Por suerte, comparte el resentimiento con un anciano encargado de la limpieza en pasillos ante las bóvedas. Hobbs (Michael Caine) tiene un plan cronometrado para penetrar en el recinto y llevarse un termo lleno de brillantes, con un millón para él y otro para la cómplice, si le consigue la combinación. Laura Quinn (Demi Moore) accede y se asombra al comprobar que Hobbs fue más allá del prometido termo y desvalijó montañas de cristalinas joyas.
Michael Radford prefiere dirigir sus propios guiones, pero lo atrajo el que recibió por correo, enviado por Edward Anderson, que vive en Estados Unidos y nunca había visitado Inglaterra. Después de unas 50 versiones para britanizarlo, Radford consigue una fantasía de revancha entre dos socios en pareja dispareja.

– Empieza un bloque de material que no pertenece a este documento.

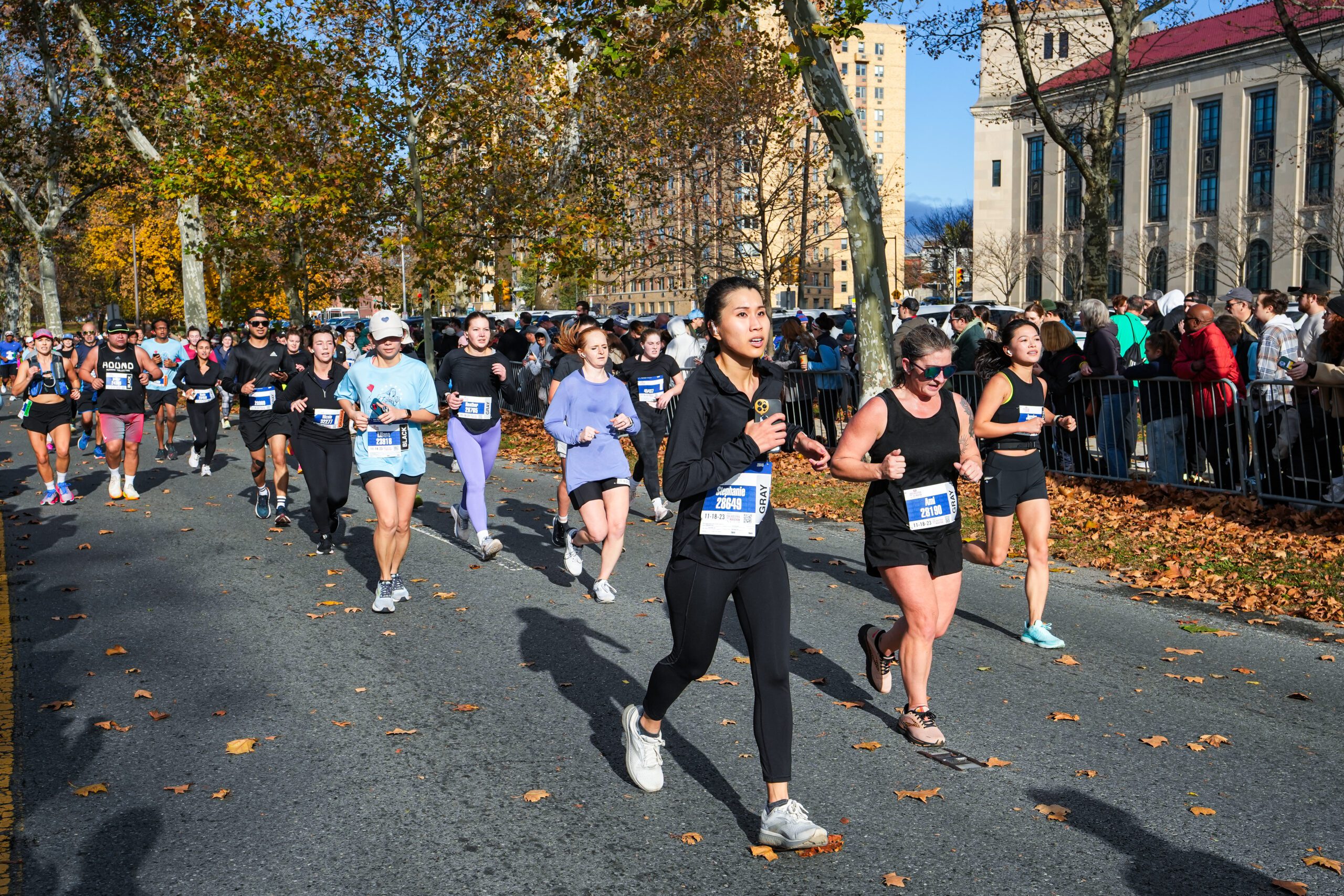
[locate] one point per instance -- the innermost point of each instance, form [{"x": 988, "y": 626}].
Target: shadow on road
[
  {"x": 561, "y": 648},
  {"x": 1158, "y": 867}
]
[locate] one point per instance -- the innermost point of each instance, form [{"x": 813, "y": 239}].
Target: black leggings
[
  {"x": 327, "y": 473},
  {"x": 647, "y": 442},
  {"x": 205, "y": 426},
  {"x": 697, "y": 594}
]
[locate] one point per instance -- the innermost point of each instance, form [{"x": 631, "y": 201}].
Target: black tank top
[
  {"x": 932, "y": 449},
  {"x": 120, "y": 374},
  {"x": 1026, "y": 400}
]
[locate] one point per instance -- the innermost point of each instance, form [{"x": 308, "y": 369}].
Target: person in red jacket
[{"x": 1206, "y": 359}]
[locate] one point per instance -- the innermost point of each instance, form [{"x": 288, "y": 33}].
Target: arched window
[
  {"x": 1073, "y": 277},
  {"x": 1034, "y": 280},
  {"x": 1257, "y": 265},
  {"x": 1206, "y": 270},
  {"x": 1158, "y": 269},
  {"x": 1316, "y": 261}
]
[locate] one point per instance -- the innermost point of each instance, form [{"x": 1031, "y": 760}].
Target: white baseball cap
[{"x": 385, "y": 324}]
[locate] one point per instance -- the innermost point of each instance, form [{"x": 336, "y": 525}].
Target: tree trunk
[{"x": 853, "y": 179}]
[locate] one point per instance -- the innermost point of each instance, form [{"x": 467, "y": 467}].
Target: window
[
  {"x": 1116, "y": 207},
  {"x": 1158, "y": 269},
  {"x": 1320, "y": 145},
  {"x": 1159, "y": 164},
  {"x": 1261, "y": 190},
  {"x": 1035, "y": 183},
  {"x": 1073, "y": 279},
  {"x": 1034, "y": 280},
  {"x": 1206, "y": 270},
  {"x": 1257, "y": 265},
  {"x": 1316, "y": 261},
  {"x": 1208, "y": 157}
]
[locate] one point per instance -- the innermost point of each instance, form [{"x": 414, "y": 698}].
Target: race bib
[
  {"x": 738, "y": 505},
  {"x": 262, "y": 399},
  {"x": 475, "y": 409},
  {"x": 930, "y": 507},
  {"x": 649, "y": 387},
  {"x": 385, "y": 441},
  {"x": 1030, "y": 413},
  {"x": 330, "y": 418}
]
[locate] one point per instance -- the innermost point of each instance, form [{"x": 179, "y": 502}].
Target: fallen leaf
[{"x": 922, "y": 796}]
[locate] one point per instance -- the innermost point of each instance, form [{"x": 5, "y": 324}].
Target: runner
[
  {"x": 253, "y": 373},
  {"x": 320, "y": 440},
  {"x": 728, "y": 425},
  {"x": 169, "y": 354},
  {"x": 119, "y": 374},
  {"x": 10, "y": 351},
  {"x": 478, "y": 376},
  {"x": 200, "y": 381},
  {"x": 390, "y": 395},
  {"x": 566, "y": 362},
  {"x": 589, "y": 414},
  {"x": 921, "y": 437},
  {"x": 51, "y": 382},
  {"x": 654, "y": 379},
  {"x": 1010, "y": 419},
  {"x": 88, "y": 404}
]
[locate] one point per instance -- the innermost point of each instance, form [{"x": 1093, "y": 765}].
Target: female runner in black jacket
[{"x": 726, "y": 542}]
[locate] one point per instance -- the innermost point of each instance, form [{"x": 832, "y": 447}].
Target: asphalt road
[{"x": 214, "y": 614}]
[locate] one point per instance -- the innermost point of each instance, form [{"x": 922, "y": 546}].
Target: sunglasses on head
[{"x": 932, "y": 373}]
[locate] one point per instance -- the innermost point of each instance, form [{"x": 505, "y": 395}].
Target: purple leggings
[{"x": 476, "y": 456}]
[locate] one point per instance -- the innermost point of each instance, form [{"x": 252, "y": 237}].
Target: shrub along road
[{"x": 511, "y": 681}]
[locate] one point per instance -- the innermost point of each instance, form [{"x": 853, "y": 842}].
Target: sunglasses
[{"x": 932, "y": 373}]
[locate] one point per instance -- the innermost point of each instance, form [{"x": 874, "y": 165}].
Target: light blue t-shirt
[
  {"x": 407, "y": 385},
  {"x": 170, "y": 351}
]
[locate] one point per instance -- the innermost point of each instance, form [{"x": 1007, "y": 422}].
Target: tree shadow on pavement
[
  {"x": 561, "y": 648},
  {"x": 1158, "y": 867}
]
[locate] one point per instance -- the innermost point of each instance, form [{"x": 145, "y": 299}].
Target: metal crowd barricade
[{"x": 1296, "y": 442}]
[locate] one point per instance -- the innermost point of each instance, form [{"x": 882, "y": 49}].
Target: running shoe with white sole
[
  {"x": 788, "y": 827},
  {"x": 383, "y": 601},
  {"x": 573, "y": 562},
  {"x": 459, "y": 523},
  {"x": 1040, "y": 636},
  {"x": 643, "y": 753}
]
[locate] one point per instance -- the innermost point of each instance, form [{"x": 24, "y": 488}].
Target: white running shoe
[
  {"x": 643, "y": 754},
  {"x": 383, "y": 601},
  {"x": 459, "y": 523},
  {"x": 573, "y": 562},
  {"x": 788, "y": 827}
]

Según el director, no es un típico filme de robo de altura a lo Rififi o Bank Job, sino un thriller psicológico en el que dos personalidades divergentes diseñan un desfalco monumental, no por codicia, sino por rencor.
Hasta dormido, Caine puede encarnar a un vejete socarrón como Hobbs, pero despierta para darle al rol un barniz de dignidad ofendida y un sustrato justiciero de ladrón que roba a ladrón. Como actriz, Moore tiende a la rigidez perjudicial en Indecent Proposal o Disclosure, pero Radford aprovecha al máximo esa inflexibilidad y la incorpora al personaje de Laura Quinn, una mujer que luchó por trepar a nivel inaccesible y allí se aferra aunque le den candela.

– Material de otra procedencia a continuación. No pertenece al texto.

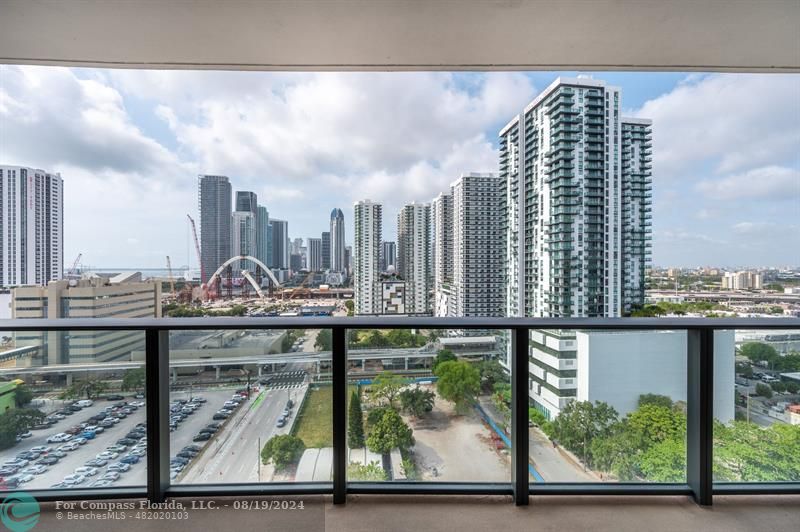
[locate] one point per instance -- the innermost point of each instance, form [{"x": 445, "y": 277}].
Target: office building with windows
[
  {"x": 337, "y": 241},
  {"x": 413, "y": 255},
  {"x": 31, "y": 226},
  {"x": 575, "y": 204},
  {"x": 326, "y": 250},
  {"x": 214, "y": 198},
  {"x": 121, "y": 296},
  {"x": 368, "y": 225},
  {"x": 280, "y": 244}
]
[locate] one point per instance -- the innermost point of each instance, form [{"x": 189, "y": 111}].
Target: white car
[
  {"x": 33, "y": 470},
  {"x": 59, "y": 438},
  {"x": 74, "y": 479},
  {"x": 69, "y": 446}
]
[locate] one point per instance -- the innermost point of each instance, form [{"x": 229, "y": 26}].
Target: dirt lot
[{"x": 456, "y": 448}]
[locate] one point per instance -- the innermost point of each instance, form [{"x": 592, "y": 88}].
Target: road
[
  {"x": 233, "y": 455},
  {"x": 551, "y": 464}
]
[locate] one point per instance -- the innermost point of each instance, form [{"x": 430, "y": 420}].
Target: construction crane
[
  {"x": 171, "y": 277},
  {"x": 71, "y": 272},
  {"x": 197, "y": 249}
]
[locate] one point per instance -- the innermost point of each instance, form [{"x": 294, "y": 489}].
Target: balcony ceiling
[{"x": 714, "y": 35}]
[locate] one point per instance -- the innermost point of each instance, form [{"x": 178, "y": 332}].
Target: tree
[
  {"x": 444, "y": 355},
  {"x": 491, "y": 372},
  {"x": 655, "y": 399},
  {"x": 389, "y": 432},
  {"x": 369, "y": 472},
  {"x": 459, "y": 382},
  {"x": 133, "y": 379},
  {"x": 16, "y": 421},
  {"x": 324, "y": 341},
  {"x": 22, "y": 395},
  {"x": 90, "y": 387},
  {"x": 355, "y": 431},
  {"x": 651, "y": 424},
  {"x": 582, "y": 421},
  {"x": 764, "y": 390},
  {"x": 282, "y": 450},
  {"x": 759, "y": 352},
  {"x": 416, "y": 401},
  {"x": 665, "y": 461},
  {"x": 387, "y": 385}
]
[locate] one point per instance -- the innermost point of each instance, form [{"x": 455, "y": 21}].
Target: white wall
[{"x": 618, "y": 367}]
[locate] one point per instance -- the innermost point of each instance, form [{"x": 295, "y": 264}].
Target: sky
[{"x": 129, "y": 145}]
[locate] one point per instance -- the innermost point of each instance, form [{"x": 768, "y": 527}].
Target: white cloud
[
  {"x": 733, "y": 121},
  {"x": 770, "y": 182}
]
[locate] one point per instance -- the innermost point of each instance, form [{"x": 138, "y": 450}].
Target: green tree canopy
[
  {"x": 386, "y": 385},
  {"x": 459, "y": 382},
  {"x": 282, "y": 450},
  {"x": 324, "y": 341},
  {"x": 133, "y": 379},
  {"x": 355, "y": 430},
  {"x": 580, "y": 422},
  {"x": 416, "y": 401},
  {"x": 22, "y": 395},
  {"x": 444, "y": 355},
  {"x": 389, "y": 432}
]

En sus secuencias mejor talladas, el filme es brillante, pero Flawless no es tan perfecta y sin fallas como promete el título. En el prólogo y epílogo, Radford sucumbe al sentimentalismo como en Il Postino, para justificar y hasta casi santificar a Hobbs y Quinn. A sus deliciosos delincuentes les sentaba mucho mejor el latrocinio que la caridad.